I am an immigrant. I wear my title with pride. I accept the negative connotations that come with being an immigrant. I swallow my pride when we are mentioned in the news about coming to America to steal jobs and live off of the system. I am an immigrant and this is my story.
From as early as I can remember, I wanted to come to America. I grew up in a tiny country called Guyana on the North Atlantic coast of South America. I’ve heard, “where are you from,” so many times that I’ve rehearsed it- I am from Guyana, a former British colony in South America but my forefathers are from India, so I’m Indian. And no, I do not speak Spanish, I speak English. This is my story- a complicated background made even more complicated by immigrating to American at age fifteen.
But getting back to why I wanted to come to America. You see, I grew up on the banks of a river called Mahaicony River. We drank rain water, bathed in the river and used an out-house to do our business. Our fathers were rice farmers, working 15 hour days to make ends meet. As a child, I didn’t know I was poor or that Guyana is a “third world country.” In fact, I had a great childhood filled with love and kindness from my community. I walked the 1 mile stretch to school every day saying “good morning” to everyone I passed as my mother had taught me to do. I spent my afternoons playing cricket with my brothers, eating fruits and daydreaming about America under the hot Caribbean sun. This was my simple, beautiful life.
On August 29, 2002, I, along with my older brother, came to America. I won’t bore you with the story of how we were able to get here. We flew into JFK international airport with four suitcases to our name and no money. We went to live in the Bronx with my aunt and her family and my grandparents. At the time, there were 6 people living at my aunts when my brother and I joined for a total of 8. We crammed into my aunt’s home and made it work. Every night, we laid a mattress on the floor for my brother to sleep on. I would never forget the kindness of my family.
I enrolled at Lehman High School. I was placed in an ESL class because of my thick Guyanese accent. I was 15 years old and placed in the 11th grade. I was lost. Completely and absolutely lost. I was late to class everyday because I couldn’t figure out where my classes were or how to get there. I was afraid to use the elevator and felt so alone. I remember reading out loud in an English class and raising my eyes from the book to find my class staring at me. They couldn’t understand a word that I was saying. I was placed in a computer class but I didn’t know how to even turn on a computer. I would copy the girl sitting next to me and pray that she wouldn’t be annoyed with me. I walked to school every morning, a good few miles because I didn’t know how to take the bus. My grandmother said that lunches were free in school so I didn’t take a lunch to school but I couldn’t figure out how to get the free lunch either. So I went hungry most days.
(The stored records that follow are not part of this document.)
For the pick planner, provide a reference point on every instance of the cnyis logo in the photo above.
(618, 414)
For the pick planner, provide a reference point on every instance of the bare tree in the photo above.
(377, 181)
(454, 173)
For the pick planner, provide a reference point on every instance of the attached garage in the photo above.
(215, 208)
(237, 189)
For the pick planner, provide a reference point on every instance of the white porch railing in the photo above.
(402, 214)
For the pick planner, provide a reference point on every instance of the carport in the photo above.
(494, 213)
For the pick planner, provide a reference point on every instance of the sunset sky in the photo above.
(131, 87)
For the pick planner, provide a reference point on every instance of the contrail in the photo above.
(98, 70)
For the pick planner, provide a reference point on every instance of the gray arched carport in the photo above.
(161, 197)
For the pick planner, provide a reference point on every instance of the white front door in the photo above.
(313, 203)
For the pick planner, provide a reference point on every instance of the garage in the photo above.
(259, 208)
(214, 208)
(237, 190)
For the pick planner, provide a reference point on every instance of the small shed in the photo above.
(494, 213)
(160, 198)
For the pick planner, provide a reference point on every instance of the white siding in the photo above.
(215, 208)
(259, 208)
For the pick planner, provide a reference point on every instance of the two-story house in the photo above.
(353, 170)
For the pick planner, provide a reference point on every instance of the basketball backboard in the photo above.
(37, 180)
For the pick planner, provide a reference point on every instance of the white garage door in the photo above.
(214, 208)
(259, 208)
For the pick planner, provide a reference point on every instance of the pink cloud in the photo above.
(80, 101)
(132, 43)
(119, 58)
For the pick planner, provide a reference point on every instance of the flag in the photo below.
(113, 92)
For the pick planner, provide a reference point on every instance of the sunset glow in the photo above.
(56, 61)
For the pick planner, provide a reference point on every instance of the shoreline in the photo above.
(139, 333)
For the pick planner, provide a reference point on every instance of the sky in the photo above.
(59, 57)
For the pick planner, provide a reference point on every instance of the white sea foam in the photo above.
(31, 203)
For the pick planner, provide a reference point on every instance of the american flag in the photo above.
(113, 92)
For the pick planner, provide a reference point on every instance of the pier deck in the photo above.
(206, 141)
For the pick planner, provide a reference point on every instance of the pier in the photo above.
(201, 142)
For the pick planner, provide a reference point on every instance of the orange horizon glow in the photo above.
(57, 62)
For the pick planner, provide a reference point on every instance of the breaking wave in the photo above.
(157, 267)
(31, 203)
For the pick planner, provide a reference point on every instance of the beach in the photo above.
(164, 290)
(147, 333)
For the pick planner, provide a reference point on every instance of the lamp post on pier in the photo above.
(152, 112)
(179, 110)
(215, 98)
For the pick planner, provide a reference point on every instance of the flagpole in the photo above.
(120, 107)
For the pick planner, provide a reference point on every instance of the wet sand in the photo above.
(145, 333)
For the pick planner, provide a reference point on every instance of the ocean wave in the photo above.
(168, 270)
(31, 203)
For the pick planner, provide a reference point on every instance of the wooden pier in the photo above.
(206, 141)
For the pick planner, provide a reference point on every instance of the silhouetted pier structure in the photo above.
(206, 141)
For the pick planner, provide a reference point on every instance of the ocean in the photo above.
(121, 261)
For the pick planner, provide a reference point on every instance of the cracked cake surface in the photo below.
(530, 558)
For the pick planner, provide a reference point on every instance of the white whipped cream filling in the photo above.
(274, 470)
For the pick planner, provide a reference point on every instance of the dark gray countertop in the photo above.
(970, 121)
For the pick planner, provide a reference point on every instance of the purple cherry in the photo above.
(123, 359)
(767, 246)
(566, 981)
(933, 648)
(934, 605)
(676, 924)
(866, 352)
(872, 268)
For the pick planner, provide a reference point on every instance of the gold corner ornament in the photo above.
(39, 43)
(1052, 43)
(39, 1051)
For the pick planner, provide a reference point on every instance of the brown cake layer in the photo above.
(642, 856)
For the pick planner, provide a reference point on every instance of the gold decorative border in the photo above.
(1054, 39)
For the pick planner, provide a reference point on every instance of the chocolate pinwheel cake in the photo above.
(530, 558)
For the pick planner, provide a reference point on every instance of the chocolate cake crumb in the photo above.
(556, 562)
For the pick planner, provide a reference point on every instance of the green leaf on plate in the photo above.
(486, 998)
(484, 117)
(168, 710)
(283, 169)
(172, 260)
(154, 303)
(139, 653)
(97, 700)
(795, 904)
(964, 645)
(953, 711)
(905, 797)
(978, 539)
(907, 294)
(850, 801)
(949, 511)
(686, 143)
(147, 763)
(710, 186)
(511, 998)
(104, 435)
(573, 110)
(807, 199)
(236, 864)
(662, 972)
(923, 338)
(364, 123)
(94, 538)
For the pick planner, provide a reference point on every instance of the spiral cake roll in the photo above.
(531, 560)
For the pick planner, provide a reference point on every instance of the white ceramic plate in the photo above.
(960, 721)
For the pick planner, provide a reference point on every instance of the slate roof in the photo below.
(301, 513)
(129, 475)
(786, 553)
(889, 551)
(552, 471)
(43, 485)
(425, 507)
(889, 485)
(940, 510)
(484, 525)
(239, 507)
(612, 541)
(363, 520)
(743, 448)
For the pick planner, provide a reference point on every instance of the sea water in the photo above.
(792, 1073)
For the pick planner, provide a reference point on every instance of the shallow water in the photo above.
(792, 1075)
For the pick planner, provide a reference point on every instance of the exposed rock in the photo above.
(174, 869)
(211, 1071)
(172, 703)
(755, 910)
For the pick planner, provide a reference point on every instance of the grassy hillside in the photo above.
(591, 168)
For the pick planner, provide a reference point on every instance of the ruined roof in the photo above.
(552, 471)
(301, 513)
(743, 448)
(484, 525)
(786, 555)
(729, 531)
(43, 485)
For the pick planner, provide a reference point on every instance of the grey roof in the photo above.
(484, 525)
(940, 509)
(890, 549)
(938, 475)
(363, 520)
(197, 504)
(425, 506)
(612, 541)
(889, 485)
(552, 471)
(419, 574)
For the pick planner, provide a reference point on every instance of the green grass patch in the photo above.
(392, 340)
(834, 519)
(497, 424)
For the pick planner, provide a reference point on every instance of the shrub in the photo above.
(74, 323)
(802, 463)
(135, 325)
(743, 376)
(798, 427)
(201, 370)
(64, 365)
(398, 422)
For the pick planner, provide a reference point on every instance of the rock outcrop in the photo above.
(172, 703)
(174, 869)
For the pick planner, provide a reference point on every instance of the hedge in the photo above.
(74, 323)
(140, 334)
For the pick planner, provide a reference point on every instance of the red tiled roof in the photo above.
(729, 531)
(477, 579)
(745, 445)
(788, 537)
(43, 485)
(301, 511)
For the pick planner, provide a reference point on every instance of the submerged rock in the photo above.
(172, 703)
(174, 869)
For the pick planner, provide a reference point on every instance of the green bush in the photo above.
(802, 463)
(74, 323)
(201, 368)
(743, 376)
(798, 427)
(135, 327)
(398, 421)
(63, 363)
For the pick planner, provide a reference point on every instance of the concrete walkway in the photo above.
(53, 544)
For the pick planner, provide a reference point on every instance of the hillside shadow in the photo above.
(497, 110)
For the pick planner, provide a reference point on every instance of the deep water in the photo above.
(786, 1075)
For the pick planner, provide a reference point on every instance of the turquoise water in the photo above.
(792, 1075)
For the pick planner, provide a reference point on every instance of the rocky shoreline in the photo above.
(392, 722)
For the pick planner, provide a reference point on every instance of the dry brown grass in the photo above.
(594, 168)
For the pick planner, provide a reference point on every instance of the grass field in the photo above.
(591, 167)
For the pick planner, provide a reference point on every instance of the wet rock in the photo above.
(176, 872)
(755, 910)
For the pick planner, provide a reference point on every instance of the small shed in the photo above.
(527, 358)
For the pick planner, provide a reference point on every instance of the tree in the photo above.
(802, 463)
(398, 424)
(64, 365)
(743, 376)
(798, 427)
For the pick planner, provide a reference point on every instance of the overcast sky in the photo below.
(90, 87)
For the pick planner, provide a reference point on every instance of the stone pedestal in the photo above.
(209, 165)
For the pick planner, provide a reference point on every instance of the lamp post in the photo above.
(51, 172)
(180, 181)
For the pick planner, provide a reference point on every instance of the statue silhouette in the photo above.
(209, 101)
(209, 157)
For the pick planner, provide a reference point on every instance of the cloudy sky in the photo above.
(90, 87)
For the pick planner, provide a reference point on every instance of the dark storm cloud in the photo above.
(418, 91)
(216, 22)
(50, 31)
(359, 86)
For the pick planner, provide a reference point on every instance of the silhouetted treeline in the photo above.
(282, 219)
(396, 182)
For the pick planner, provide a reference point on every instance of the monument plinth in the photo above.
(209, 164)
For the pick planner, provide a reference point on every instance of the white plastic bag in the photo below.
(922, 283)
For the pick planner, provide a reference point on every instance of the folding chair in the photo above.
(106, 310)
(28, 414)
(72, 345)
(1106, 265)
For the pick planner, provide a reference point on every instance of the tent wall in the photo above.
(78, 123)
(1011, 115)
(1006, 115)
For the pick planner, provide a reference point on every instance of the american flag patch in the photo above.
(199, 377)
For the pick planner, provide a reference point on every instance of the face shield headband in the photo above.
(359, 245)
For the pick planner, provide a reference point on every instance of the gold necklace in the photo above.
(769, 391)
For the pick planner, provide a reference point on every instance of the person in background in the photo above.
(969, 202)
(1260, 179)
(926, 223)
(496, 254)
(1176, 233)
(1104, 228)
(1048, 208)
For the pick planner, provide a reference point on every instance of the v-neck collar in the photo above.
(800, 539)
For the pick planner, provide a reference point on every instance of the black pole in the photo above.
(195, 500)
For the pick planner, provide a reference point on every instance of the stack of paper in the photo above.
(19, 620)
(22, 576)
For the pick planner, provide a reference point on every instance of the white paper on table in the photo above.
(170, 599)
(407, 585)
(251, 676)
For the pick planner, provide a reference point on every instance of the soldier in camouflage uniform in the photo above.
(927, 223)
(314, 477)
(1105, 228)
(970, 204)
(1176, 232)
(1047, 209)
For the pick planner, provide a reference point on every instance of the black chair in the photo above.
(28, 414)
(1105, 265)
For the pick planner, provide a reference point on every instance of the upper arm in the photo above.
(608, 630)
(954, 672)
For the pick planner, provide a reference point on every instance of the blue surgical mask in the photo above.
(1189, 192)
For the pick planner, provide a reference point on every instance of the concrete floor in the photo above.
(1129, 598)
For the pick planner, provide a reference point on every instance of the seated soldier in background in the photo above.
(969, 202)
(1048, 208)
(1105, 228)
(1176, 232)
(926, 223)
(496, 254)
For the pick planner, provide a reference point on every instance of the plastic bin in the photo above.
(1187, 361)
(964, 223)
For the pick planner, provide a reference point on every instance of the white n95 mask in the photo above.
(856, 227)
But I never forgot where I was. I was in America and living in New York City, the greatest city in the world. I woke up every day excited about my life and reminded myself that I was finally living my childhood dream. America represented so much to me. For a young Indian girl, it represented hope of a brighter future. It represented endless opportunities and freedom. Even when I was going through the most challenging time of my life, I was still so very grateful for this amazing country.
My parents eventually came to the United States and my family, parents and two brothers, were reunited. We shared a one-bedroom basement for 6 months until we were able to move into a 2-bedroom apartment. Again, my extended family stepped in and offered us a place to stay until we could get our feet on the ground. I eventually graduated high school at age 17 and went on to CUNY Hunter College. My father paid for my classes out of pocket. He worked multiple jobs. We never received any government help and didn’t need it. Because if you’re in America, you will find a job and you will be able to support your family. So my father worked at a car wash on the weekends and saved his money to send me to college. I graduated college with a Bachelor’s degree at age 20. I had lived at home and finished school in three years. I was one step closer to my American dream.
In 2009, I decided that I was going to go to law school. At the time, my family was living in Queens, New York and I had never lived outside of my parents’ home. So I moved to Florida and attended Ave Maria Law School. In 2012, I graduated law school and took the Florida bar. I passed the bar. This little brown girl that grew up on the banks of a river, passed the bar and was admitted to practice law in the state of Florida. Four years later, I am still in awe that this is my life.
Today I am married to a southern gentleman from South Carolina and share a home with him in Cape Coral, Florida. I now own my own immigration law firm in Fort Myers, Florida. I am so unbelievably grateful that I get to call America my home. I wake up every day thankful!
So America, I do not want to steal your jobs or take advantage of any of your social programs. I just wanted the chance to call you my home. Thank you for allowing me to do that. I pray that someday I can return the favor. Until then, I will sing your praise wherever I go.